Hardcoded password in Confluence app has been leaked on Twitter:

What's worse than a widely used Internet-connected enterprise app with a hardcoded password? Try said enterprise app after the hardcoded password has been leaked to the world.

Atlassian on Wednesday revealed three critical product vulnerabilities, including CVE-2022-26138 stemming from a hardcoded password in Questions for Confluence, an app that allows users to quickly receive support for common questions involving Atlassian products. The company warned the passcode was "trivial to obtain."

The company said that Questions for Confluence had 8,055 installations at the time of publication. When installed, the app creates a Confluence user account named disabledsystemuser, which is intended to help admins move data between the app and the Confluence Cloud service. The hardcoded password protecting this account allows for viewing and editing of all non-restricted pages within Confluence.

"A remote, unauthenticated attacker with knowledge of the hardcoded password could exploit this to log into Confluence and access any pages the confluence-users group has access to," the company said. "It is important to remediate this vulnerability on affected systems immediately."

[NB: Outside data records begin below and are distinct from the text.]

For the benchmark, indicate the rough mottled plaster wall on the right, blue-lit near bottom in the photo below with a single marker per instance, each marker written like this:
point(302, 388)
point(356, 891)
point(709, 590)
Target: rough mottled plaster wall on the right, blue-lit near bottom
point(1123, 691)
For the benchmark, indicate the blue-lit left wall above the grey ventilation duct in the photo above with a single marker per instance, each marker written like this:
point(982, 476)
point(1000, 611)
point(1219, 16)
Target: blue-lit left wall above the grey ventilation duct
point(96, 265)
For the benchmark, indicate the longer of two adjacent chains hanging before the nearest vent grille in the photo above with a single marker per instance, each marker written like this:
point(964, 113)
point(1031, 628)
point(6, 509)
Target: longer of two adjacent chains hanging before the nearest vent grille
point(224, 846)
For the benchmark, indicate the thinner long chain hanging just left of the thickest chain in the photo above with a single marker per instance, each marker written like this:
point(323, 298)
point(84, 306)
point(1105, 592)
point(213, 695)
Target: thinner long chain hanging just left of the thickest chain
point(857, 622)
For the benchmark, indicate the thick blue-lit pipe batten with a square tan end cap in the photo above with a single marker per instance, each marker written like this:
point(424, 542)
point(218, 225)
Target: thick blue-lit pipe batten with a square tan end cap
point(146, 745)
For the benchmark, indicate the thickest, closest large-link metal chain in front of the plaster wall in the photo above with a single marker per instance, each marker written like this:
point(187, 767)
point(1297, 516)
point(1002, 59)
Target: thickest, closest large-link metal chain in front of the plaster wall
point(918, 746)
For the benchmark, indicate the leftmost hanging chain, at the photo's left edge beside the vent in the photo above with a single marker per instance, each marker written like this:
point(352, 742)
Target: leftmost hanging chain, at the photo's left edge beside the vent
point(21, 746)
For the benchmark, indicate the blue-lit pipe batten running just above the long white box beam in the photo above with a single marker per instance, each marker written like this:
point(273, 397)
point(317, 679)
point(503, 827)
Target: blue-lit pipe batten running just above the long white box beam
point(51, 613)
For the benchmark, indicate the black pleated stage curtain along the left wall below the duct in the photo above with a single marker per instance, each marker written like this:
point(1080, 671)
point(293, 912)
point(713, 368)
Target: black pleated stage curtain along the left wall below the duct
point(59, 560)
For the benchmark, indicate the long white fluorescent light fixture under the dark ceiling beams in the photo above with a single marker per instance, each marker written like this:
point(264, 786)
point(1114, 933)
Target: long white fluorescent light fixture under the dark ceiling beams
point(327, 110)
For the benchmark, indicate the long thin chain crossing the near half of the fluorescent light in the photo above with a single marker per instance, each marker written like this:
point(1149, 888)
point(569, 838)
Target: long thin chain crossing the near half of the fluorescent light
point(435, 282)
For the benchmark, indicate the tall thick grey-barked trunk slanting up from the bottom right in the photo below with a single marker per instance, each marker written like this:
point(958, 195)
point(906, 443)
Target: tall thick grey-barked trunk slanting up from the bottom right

A day later, Atlassian was back to report that "an external party has discovered and publicly disclosed the hardcoded password on Twitter," leading the company to ratchet up its warnings.

"This issue is likely to be exploited in the wild now that the hardcoded password is publicly known," the updated advisory read. "This vulnerability should be remediated on affected systems immediately."

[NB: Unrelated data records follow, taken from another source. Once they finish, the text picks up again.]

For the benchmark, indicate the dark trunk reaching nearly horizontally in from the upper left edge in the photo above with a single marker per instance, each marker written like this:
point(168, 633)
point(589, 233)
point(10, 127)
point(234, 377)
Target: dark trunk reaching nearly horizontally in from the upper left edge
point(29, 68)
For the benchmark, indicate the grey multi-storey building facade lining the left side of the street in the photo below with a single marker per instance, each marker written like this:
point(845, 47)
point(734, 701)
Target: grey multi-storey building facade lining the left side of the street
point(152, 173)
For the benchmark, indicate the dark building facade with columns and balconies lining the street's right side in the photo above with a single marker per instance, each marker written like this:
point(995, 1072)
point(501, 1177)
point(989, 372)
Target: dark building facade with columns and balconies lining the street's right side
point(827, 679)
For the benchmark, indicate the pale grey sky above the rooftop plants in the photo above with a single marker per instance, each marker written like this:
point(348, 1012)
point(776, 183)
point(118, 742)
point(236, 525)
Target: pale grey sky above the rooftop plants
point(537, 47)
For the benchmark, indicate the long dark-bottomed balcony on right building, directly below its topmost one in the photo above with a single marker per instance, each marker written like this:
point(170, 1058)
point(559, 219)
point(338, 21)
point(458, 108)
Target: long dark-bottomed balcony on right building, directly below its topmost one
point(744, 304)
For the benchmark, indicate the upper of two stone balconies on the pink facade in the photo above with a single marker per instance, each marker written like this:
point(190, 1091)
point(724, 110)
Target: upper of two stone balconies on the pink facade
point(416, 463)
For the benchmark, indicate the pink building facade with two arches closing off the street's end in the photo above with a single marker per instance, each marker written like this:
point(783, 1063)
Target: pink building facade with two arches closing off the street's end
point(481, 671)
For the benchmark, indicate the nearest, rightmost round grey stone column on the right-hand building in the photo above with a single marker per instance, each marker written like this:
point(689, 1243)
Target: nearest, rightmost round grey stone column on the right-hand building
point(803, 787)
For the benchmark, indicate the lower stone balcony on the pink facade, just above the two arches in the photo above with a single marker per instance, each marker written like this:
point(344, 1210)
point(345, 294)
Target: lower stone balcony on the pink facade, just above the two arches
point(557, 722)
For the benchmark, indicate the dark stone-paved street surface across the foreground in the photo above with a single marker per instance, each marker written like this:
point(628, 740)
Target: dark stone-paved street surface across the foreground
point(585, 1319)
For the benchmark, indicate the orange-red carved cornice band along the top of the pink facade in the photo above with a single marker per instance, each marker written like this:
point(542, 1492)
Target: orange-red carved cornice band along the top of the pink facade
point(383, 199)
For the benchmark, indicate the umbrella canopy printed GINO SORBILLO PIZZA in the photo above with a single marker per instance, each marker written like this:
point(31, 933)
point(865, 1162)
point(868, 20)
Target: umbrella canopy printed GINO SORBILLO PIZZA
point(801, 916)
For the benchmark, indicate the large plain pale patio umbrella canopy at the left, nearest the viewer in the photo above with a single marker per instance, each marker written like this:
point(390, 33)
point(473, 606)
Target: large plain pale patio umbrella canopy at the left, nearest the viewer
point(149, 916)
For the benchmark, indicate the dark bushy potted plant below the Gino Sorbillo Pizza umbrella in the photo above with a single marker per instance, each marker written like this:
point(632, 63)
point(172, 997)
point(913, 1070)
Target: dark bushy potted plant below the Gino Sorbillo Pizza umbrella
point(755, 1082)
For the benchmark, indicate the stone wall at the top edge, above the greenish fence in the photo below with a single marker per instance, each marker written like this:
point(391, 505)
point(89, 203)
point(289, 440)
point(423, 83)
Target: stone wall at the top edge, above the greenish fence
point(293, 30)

The company warned that even when Confluence installations don't actively have the app installed, they may still be vulnerable. Uninstalling the app doesn't automatically remediate the vulnerability because the disabledsystemuser account can still reside on the system.

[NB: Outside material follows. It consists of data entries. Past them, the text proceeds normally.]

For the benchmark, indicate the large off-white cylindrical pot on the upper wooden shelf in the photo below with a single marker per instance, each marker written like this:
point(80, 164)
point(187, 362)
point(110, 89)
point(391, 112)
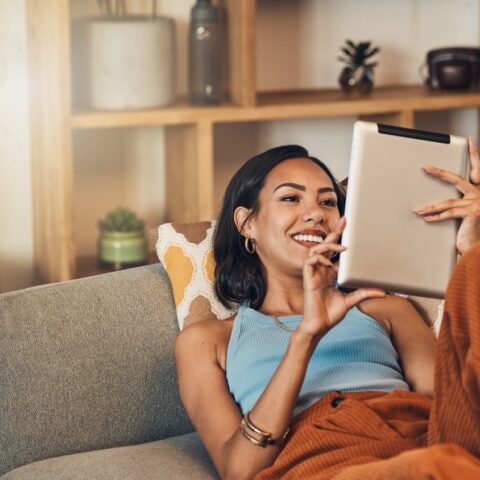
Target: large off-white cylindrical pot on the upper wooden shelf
point(129, 62)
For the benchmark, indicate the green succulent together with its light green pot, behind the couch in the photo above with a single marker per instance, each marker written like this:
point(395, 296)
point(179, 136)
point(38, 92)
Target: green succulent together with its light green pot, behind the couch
point(122, 242)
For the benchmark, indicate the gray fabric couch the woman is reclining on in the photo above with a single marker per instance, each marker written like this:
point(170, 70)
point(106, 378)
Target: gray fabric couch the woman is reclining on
point(87, 382)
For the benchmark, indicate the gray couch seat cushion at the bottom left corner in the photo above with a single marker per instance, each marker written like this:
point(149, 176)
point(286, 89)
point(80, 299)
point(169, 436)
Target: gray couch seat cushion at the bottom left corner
point(176, 458)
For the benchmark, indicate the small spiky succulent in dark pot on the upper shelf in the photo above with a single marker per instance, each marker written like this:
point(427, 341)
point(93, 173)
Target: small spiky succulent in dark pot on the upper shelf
point(357, 75)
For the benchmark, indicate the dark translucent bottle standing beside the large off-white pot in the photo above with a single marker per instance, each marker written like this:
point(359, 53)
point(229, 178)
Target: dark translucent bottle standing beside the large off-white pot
point(204, 62)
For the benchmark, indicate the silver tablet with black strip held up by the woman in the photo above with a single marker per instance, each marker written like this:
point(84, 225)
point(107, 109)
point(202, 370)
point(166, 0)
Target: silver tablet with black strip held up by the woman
point(388, 245)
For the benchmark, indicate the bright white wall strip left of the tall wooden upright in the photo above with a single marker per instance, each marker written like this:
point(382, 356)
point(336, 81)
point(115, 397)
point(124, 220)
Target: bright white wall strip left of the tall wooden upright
point(16, 243)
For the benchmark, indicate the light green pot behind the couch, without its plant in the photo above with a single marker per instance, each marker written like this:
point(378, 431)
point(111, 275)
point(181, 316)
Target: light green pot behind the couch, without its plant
point(119, 250)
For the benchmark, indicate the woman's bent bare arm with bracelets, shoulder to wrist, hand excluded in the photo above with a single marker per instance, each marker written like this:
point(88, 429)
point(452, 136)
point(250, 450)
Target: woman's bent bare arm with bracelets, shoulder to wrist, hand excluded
point(205, 394)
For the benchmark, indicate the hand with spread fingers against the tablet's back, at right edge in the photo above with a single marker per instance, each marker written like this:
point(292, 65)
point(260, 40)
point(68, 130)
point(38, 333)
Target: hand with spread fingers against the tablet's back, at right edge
point(466, 208)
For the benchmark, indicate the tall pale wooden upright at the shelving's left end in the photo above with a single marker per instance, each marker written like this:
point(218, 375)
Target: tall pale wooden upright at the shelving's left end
point(51, 143)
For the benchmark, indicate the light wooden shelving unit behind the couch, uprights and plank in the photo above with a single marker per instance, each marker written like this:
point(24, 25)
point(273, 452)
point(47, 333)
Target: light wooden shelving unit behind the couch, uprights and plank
point(189, 131)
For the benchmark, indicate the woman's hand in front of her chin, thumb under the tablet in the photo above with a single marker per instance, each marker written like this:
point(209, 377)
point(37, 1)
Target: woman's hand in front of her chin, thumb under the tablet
point(324, 305)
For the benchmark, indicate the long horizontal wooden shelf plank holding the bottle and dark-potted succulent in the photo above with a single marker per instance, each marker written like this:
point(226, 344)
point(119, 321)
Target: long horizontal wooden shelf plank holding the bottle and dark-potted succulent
point(288, 105)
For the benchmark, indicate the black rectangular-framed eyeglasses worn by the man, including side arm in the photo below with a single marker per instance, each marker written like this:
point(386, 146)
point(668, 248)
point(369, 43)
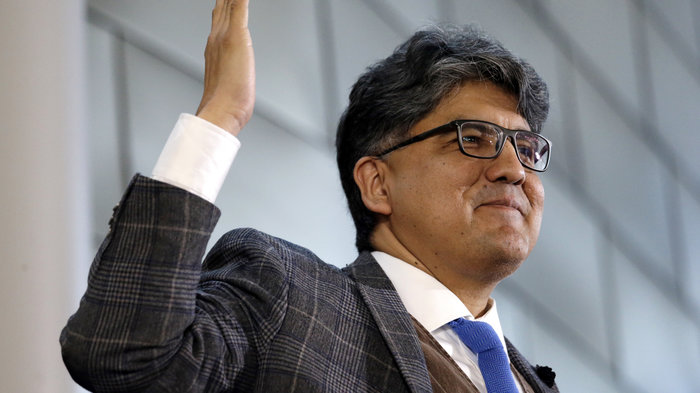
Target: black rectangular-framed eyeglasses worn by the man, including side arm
point(481, 139)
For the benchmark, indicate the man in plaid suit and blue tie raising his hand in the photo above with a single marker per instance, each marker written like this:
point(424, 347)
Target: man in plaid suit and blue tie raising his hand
point(446, 200)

To figure out if a system is vulnerable, Atlassian advised Confluence users to search for accounts with the following information:

  • User: disabledsystemuser
  • Username: disabledsystemuser
  • Email: dontdeletethisuser@email.com

Atlassian provided more instructions for locating such accounts here. The vulnerability affects Questions for Confluence versions 2.7.x and 3.0.x. Atlassian provided two ways for customers to fix the issue: disable or remove the "disabledsystemuser" account. The company has also published this list of answers to frequently asked questions.